Ketiga, meregangnya hubungan diplomatik dan meningkatnya kecurigaan memicu pengembangan teknologi keamanan yang lebih canggih dan mutakhir oleh dinas rahasia masing-masing negara (cyber war). Perang di jagad maya akan semakin "lazim" terjadi dan dipastikan efek merusaknya tidak kalah dengan perang fisik. Bukan tidak mungkin, dengan dunia yang semakin terkoneksi melalui jaringan internet, peri kehidupan manusia bisa ikut terancam.
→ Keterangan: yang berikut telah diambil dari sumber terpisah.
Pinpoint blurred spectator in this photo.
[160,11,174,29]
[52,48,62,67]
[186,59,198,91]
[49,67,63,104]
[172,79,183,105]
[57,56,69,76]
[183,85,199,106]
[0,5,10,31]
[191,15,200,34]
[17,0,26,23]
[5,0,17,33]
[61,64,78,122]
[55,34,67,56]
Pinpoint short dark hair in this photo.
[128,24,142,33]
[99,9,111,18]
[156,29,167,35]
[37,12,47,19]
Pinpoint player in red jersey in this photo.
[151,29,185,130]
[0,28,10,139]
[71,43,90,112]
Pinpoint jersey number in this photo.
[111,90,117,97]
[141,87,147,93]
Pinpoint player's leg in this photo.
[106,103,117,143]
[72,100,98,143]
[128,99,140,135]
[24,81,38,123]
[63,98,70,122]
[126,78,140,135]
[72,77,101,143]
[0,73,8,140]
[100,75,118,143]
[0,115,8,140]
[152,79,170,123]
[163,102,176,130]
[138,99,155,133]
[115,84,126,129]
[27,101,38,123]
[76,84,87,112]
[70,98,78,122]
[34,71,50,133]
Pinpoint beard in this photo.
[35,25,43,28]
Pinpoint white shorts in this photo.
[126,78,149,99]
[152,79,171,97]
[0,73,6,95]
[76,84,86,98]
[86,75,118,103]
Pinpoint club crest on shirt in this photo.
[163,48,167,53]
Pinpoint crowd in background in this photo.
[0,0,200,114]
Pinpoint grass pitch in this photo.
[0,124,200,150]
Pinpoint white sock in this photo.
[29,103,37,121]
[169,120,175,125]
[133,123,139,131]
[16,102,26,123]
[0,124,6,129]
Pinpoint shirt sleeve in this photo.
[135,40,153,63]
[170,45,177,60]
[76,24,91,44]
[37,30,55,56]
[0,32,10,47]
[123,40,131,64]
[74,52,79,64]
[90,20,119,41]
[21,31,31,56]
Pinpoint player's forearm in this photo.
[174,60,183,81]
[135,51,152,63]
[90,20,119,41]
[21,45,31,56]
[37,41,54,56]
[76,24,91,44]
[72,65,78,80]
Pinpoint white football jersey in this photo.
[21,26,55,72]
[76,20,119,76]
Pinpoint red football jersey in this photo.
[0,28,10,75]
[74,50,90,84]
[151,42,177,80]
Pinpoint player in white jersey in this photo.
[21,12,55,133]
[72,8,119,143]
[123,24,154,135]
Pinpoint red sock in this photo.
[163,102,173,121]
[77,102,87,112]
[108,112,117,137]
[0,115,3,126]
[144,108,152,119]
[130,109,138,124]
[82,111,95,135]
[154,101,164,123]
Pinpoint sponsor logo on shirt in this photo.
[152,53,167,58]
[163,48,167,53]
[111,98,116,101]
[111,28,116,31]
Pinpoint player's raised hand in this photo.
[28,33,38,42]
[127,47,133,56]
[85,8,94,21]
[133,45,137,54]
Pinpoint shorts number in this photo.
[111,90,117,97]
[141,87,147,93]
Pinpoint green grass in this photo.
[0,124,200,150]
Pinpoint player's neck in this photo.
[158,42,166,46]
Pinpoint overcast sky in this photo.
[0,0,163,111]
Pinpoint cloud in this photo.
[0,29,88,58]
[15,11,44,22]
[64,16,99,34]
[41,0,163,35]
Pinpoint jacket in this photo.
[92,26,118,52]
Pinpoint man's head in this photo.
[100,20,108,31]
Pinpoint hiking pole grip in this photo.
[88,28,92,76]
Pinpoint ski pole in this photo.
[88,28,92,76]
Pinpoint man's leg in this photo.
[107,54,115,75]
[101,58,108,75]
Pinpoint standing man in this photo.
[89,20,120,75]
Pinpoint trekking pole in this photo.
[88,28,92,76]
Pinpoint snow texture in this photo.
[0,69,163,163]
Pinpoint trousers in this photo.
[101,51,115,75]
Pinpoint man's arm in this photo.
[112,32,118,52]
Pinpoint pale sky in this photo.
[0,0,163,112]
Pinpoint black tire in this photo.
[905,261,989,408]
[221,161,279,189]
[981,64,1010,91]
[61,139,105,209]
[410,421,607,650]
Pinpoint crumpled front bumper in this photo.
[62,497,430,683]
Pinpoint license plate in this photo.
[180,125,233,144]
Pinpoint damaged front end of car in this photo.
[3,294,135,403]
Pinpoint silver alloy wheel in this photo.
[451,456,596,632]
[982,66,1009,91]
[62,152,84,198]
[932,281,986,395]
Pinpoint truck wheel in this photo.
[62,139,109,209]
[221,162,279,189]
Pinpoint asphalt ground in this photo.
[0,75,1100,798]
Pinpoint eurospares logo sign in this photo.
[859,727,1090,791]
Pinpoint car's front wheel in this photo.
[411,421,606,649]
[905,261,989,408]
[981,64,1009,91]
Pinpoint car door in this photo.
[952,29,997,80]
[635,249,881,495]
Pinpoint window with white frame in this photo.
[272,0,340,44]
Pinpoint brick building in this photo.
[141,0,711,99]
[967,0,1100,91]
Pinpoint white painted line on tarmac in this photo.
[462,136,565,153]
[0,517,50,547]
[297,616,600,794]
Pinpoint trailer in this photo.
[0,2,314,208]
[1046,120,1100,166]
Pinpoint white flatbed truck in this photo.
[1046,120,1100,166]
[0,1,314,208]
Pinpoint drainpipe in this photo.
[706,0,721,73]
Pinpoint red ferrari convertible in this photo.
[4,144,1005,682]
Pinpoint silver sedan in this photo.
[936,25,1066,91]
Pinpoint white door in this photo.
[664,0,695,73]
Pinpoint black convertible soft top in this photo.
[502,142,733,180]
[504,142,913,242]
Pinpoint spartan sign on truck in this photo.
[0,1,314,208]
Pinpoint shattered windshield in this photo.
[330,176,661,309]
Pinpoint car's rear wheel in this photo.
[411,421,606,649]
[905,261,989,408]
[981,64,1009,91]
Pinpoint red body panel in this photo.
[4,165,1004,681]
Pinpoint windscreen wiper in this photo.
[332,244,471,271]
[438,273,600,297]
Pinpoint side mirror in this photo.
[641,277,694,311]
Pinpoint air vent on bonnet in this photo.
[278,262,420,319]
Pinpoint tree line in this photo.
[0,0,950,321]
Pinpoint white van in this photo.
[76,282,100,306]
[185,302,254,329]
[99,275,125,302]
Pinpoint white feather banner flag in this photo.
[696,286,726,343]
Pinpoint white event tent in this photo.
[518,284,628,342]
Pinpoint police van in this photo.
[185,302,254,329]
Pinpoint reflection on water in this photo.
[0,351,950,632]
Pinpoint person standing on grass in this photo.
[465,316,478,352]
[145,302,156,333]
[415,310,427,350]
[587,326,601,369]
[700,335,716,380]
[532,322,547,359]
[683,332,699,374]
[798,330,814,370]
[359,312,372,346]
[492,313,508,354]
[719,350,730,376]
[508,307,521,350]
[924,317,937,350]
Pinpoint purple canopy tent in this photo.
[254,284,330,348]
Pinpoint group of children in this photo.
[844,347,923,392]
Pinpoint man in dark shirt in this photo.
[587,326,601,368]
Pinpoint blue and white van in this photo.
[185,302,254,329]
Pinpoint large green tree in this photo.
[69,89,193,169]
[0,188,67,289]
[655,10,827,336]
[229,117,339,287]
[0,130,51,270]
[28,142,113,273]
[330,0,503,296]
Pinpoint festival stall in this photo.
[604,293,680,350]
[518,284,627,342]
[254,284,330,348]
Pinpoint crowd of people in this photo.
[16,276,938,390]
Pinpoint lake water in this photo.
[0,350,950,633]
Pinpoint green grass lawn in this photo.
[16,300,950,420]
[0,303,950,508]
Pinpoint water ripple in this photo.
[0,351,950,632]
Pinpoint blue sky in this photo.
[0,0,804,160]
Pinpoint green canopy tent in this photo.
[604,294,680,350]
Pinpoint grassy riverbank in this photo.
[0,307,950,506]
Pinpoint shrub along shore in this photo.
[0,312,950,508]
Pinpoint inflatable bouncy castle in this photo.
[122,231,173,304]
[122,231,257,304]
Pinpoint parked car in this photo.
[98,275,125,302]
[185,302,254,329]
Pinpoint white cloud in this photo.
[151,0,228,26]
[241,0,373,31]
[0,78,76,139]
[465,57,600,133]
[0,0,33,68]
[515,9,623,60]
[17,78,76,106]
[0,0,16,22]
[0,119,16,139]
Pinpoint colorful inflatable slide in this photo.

Urgensi Traktat Anti-spionase
Melihat efek dari aktivitas spionase tersebut, perlu langkah nyata dari komunitas internasional untuk segera membuat aturan yang mencegah aksi spionase terus terjadi.Langkah Brasil dan Jerman yang mengusulkan resolusi atas perlindungan hak atas privasi di era digital, melalui Komisi Hak Asasi Manusia di Sidang Umum PBB harus dipandang sebagai langkah maju dan pintu masuk untuk melegalkan resolusi ini menjadi aturan yang lebih mengikat. Aturan disini dapat diartikan dengan penetapan traktat anti-spionase.
Ada beberapa makna penting penetapan traktat anti-spionase. Pertama, traktat diatur oleh hukum internasional, sehingga memiliki cakupan yang luas dan merupakan alat untuk membangun kerjasama yang mengedepankan perdamaian antar bangsa. Kedua, dari sudut pandang hukum, sampai sekarang belum ada aturan tertulis di lingkup internasional yang melarang kegiatan spionase antar negara, sehingga tidak ada sanksi hukum bagi negara yang melakukannya. Ketiga, traktat memuat hak dan kewajiban serta memiliki kekuatan hukum bagi negara yang telah meratifikasi maupun yang belum meratifikasi sejauh traktat itu mengandung aturan yang lazim, merepresentasikan kepentingan bersama oleh sekumpulan negara yang memenuhi syarat representatif, dan terlembaga dalam organisasi internasional (Curso de Derecho Internacional Público y Organizaciones Internacionales, José A. Pastor Ridruejo, 2013)
Mustahil membangun hubungan diplomasi yang harmonis jika aksi spionase masih dilakukan. Karena itu melalui traktat anti-spionase ini diharapkan hubungan antar negara lebih mengedepankan rasa saling percaya, jauh dari prasangka dan curiga.